Well, one answer is surely the one provided in vv. 26-27. Jesus didn’t want them to recognize him until he had prepared them to understand the significance of his resurrection. Had they recognized him immediately the shock and excitement would have driven all other thoughts out of their minds and Jesus wanted to begin the work of instructing his disciples in the meaning of his death and resurrection. We read of that again with the Twelve in vv. 44-47.

But I think there is another reason why these two men, Cleopas and his comrade, were kept from recognizing Jesus at once when he met them on the road. I think it is meant to demonstrate – what will be after all an immensely important truth – that a person can be in the presence of Jesus, can know his presence, without actually seeing him. These men were with Jesus before they saw him. It wasn’t their sight that brought them into the actual presence of the living Lord Christ. He came to them and was with them before they ever saw him. After all, there would eventually be only some hundreds of people who had the privilege of seeing Jesus in the flesh after his resurrection. But there would be vast multitudes that would encounter him, meet him, and come to know him, the living Lord, who never saw him with their eye or heard him with their ear. What happened to Cleopas and his friend was a kind of picture of what would happen to the multitudes of people who would come to know the presence of Christ without seeing him as the eyewitnesses did.

One mighty result of the resurrection of Jesus was precisely that he was alive again to meet people and to be met by them. He was quite often with people and spoke with them and taught them and encouraged them in those forty days between his resurrection and his ascension to heaven. But even when he left the world he told his disciples that he would be with them always, even to the end of the world. The Holy Spirit mediates the presence of Jesus Christ to his people and introduces him to those who are in the process of becoming his followers.

Simone Weil, the French Jewess philosopher turned Christian wrote of her own experience in 1938:

“I was suffering from splitting headaches; each sound hurt me like a blow…. I discovered the poem…called ‘Love’ [by the English pastor and poet George Herbert, a poem about the love of Christ]. Often, at the culminating point of a violent headache, I made myself say it over, concentrating all my attention upon it and clinging with all my soul to the tenderness it enshrines. I used to think I was merely reciting it as a beautiful poem, but without my knowing it the recitation had the virtue of a prayer. It was during one of these recitations that Christ himself came down and took possession of me. In my arguments about the insolubility of the problem of God I had never forseen the possibility of that, of a real contact, person to person, here below, between a human being and God.” [Waiting for God, 68-69]

And that is finally why we believe in the resurrection of Jesus Christ; for the same reason Cleopas and the other disciples of Jesus did: they met him and found that he was with them.

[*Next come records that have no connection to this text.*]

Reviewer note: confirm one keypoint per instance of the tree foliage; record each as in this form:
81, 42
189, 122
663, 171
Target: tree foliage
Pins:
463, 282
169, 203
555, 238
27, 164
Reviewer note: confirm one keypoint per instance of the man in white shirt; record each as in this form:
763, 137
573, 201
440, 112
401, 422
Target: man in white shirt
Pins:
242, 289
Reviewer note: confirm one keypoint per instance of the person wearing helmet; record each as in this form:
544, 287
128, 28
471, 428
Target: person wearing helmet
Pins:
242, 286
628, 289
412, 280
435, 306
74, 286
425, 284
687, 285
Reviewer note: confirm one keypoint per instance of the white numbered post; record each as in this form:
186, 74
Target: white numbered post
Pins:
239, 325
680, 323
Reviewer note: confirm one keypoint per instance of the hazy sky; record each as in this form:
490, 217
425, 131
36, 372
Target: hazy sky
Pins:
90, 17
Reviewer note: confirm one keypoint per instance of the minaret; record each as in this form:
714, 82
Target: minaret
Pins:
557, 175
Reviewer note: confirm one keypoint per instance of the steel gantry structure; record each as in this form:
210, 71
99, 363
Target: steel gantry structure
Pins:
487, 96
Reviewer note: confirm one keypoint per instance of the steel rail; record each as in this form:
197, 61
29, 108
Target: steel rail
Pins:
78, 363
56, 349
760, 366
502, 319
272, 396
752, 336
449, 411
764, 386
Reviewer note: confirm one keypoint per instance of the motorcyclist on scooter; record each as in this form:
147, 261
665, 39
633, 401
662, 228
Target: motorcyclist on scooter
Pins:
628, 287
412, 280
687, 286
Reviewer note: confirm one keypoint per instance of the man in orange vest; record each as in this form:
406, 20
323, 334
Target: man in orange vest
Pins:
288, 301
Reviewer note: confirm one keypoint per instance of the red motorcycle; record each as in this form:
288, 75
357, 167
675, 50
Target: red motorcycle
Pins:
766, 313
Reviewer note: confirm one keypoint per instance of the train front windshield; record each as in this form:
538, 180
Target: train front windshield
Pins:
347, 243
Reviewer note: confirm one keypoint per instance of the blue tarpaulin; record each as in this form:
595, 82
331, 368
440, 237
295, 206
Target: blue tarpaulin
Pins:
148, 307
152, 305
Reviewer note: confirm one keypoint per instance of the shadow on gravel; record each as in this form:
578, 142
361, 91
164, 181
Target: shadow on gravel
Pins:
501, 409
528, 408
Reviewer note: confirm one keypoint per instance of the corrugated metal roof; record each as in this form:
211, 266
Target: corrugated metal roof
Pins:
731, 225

As surprising, even unsettling as that was to them, so surprising is it to a great many in our day, people like Andy Kaiyala. They had no thought of Jesus rising from the dead, they weren’t expecting to meet him on the road, but he met them nevertheless and the encounter transformed their lives.

There are many reasons to believe in Jesus as the risen savior, but the very best is to meet him yourself. He once said, “He who comes to me I will never drive away.” Put him to the test. Go to him; or better, ask him to come to meet you.